If a probe is not answered within BackendRequestTimeoutMs, the per-request timeout watchdog (./ConnectionModel.md → "Per-Request Timeout Watchdog") finds the stale IsHeartbeat entry and — instead of dispatching a 0x0B exception to a (non-existent) upstream party — calls TearDownBackendAsync, cascading every attached upstream pipe.

This is a proactive version of the existing backend-disconnect cascade: the dead path is found during idle instead of corrupting the next real client request. Reconnect stays lazy — the heartbeat keeps an existing backend warm, it never resurrects a dead one and adds no eager-reconnect spinner. Clients reconnect on their next request, exactly as for an organic cascade.

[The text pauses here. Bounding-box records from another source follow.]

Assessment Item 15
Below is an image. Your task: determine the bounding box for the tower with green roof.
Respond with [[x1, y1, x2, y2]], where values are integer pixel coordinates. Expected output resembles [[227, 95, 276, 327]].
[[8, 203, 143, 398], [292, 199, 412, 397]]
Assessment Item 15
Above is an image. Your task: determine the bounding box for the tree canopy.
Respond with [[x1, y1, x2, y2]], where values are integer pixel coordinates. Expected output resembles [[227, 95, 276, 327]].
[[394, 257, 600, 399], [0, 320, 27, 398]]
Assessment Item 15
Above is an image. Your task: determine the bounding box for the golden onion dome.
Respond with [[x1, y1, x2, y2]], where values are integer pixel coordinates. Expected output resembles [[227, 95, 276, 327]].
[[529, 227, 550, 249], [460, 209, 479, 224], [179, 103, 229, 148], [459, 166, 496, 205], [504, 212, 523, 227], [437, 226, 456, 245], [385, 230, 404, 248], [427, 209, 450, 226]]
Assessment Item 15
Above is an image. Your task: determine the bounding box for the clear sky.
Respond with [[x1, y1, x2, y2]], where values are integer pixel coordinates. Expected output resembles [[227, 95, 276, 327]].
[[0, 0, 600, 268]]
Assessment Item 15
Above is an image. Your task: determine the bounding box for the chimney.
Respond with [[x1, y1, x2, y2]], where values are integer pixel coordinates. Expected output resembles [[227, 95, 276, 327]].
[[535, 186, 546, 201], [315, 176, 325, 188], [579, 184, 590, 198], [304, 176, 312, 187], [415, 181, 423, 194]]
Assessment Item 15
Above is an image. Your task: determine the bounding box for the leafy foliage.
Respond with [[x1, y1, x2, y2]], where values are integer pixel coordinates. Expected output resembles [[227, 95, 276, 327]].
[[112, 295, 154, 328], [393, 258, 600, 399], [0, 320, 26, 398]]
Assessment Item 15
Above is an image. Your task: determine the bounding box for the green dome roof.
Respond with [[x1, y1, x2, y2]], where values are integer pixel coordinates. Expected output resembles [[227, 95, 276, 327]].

BackendHeartbeatIdleMs must be greater than BackendRequestTimeoutMs (enforced by the reload validator) — a heartbeat interval at or below the request timeout would fire continuously.

Upstream: OS TCP keepalive

SocketKeepalive.Apply is also called on each accepted client Socket in the UpstreamPipe constructor. This is the only standard keepalive available on the upstream side: Modbus TCP is strictly client-initiated, so the proxy — a server to its clients — cannot send an unsolicited application heartbeat to a client. OS keepalive lets the proxy's TCP stack probe each client; a dead or half-open client then faults the pipe's read loop, the pipe is disposed, and its correlation / coalescing slots are freed instead of leaking until the proxy next tries to write.

Counters

Per-PLC, exposed on the status page (see ../Operations/StatusPage.md):

Counter Meaning
backendHeartbeatsSent Heartbeat probes issued on idle backend sockets.
backendHeartbeatsFailed Probes not answered within BackendRequestTimeoutMs.
backendIdleDisconnects Backend teardowns triggered by a failed heartbeat (event count — distinct from disconnectCascades, which counts cascaded pipes).

Log events

mbproxy.keepalive.* — see ../Reference/LogEvents.md:

  • mbproxy.keepalive.heartbeat.sent (Debug)
  • mbproxy.keepalive.heartbeat.timeout (Warning)
  • mbproxy.keepalive.backend.idle_disconnect (Information)

Hot reload

Connection.Keepalive is read through a live accessor (Func<KeepaliveOptions>), so a reload of appsettings.json propagates without a listener restart:

  • The heartbeat interval and probe address are re-read on every loop tick.
  • The TCP socket options are applied at connect/accept time, so a reload affects only sockets opened after the change.